The third quarter of 2025 saw a major reshuffle in China’s civil aviation profit rankings.
Spring Airlines, which had long dominated profitability among China’s private carriers, posted a Q3 net profit of RMB 1.167 billion (about USD 164 million), down 6.17% year on year. In contrast, Hainan Airlines Holding achieved a net profit of RMB 2.788 billion (about USD 391 million), surpassing Spring Airlines for the top spot.
For the first three quarters combined, Hainan Airlines Holding recorded a net profit of RMB 2.845 billion (about USD 396 million), exceeding Spring Airlines by RMB 509 million (about USD 71.48 million), with a robust year-on-year growth of 30.93%.
This reversal challenges the industry’s conventional perception that low-cost carriers naturally maintain a profit edge.
Hainan Airlines Holding’s profit surge is primarily driven by its strategic expansion into international routes.
During the first three quarters of this year, the airline transported over 3 million international passengers, a year-on-year increase of 46.83%.
By the end of October, Hainan Airlines had launched or resumed 16 international routes and operated a total of 70 international and regional routes throughout the year.

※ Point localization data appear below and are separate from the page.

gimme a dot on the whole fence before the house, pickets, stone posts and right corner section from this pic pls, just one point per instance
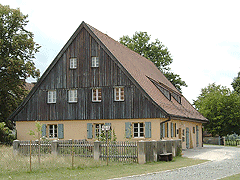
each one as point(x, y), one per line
point(127, 152)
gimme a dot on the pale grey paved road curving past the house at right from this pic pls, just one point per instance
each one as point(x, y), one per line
point(225, 161)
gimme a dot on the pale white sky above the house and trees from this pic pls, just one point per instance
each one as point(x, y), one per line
point(202, 36)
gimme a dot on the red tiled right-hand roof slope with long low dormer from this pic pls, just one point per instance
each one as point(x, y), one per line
point(140, 69)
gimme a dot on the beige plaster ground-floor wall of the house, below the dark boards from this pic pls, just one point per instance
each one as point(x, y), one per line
point(77, 129)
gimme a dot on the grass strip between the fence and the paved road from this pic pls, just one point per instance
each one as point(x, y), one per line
point(59, 167)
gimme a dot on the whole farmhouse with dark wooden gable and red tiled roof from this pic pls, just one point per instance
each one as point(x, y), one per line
point(94, 80)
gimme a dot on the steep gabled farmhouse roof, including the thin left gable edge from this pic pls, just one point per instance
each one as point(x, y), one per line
point(140, 69)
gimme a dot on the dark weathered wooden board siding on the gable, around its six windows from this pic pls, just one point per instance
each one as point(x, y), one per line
point(108, 75)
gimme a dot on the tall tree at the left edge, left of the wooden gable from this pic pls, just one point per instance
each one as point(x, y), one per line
point(17, 51)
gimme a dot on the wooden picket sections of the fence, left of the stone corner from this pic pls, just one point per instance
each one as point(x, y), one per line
point(114, 151)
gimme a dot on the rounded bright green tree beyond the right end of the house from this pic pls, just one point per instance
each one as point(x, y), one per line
point(221, 107)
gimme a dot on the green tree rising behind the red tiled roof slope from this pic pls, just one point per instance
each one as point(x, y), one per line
point(154, 51)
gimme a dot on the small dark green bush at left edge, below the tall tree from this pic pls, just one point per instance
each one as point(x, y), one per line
point(6, 135)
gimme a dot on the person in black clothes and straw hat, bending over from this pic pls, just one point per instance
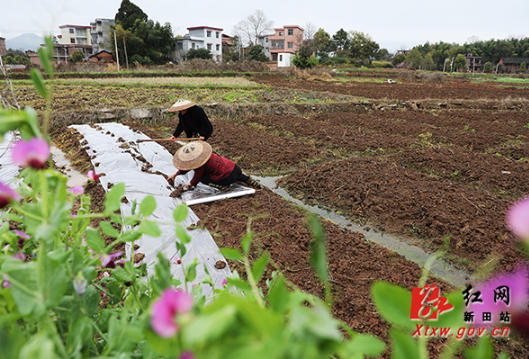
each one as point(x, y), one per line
point(192, 120)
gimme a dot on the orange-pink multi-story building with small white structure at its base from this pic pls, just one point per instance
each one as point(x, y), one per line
point(284, 44)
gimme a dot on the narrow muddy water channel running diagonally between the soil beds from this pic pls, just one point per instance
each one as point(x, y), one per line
point(439, 268)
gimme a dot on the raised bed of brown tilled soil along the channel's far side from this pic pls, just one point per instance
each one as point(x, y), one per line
point(403, 201)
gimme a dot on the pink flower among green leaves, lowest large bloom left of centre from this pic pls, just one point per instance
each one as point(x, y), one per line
point(165, 309)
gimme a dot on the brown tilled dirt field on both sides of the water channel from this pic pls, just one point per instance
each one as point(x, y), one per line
point(424, 175)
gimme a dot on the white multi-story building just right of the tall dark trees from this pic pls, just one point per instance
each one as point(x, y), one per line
point(200, 37)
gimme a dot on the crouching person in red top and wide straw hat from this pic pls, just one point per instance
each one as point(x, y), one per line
point(210, 168)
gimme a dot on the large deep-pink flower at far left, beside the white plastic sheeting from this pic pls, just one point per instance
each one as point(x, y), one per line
point(33, 153)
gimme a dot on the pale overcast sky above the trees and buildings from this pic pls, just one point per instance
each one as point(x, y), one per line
point(394, 24)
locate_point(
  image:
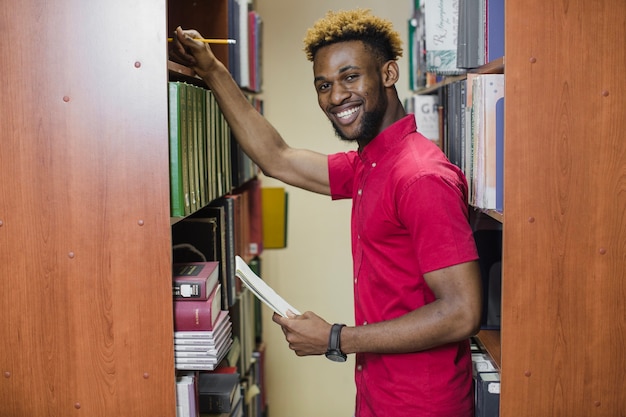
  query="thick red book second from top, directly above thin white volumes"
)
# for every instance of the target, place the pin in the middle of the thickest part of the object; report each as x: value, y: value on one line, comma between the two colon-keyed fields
x: 200, y: 315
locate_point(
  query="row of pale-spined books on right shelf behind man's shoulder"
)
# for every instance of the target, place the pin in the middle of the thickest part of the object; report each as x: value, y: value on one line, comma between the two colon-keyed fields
x: 466, y: 119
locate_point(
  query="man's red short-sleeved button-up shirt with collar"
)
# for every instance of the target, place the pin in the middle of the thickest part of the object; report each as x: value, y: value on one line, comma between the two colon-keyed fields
x: 409, y: 217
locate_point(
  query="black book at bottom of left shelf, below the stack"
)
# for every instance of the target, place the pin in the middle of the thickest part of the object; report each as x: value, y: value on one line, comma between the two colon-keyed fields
x: 218, y: 392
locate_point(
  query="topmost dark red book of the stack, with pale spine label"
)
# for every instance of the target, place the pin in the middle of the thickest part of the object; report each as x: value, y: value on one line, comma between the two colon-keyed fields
x: 194, y: 280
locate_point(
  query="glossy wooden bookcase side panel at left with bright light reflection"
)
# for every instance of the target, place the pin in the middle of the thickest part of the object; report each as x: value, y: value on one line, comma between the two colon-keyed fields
x: 85, y: 257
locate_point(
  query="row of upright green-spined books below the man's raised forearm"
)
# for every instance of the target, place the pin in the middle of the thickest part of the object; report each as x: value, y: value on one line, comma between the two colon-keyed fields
x: 205, y: 163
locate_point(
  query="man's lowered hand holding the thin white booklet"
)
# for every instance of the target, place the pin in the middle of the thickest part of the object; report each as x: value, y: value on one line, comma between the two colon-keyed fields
x: 307, y: 334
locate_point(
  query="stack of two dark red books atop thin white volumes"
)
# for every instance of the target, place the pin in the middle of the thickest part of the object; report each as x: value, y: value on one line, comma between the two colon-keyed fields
x: 202, y: 330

Crucially, the policy advantages of the Hainan Free Trade Port have amplified the airline’s growth momentum.
As the core carrier based in Hainan, Hainan Airlines has played a key role in leveraging the province’s rapid expansion of international routes..
Hainan enjoys unique privileges in air aviation rights: it is the only province in China to proactively open fifth and seventh freedoms of the air, as well as stopover rights.
As of October 13, 2025, Hainan had launched 79 international passenger routes, covering 21 countries and 39 cities, a 30% year-on-year increase, with passenger throughput up 31%. Hainan Airlines has been central to this expansion.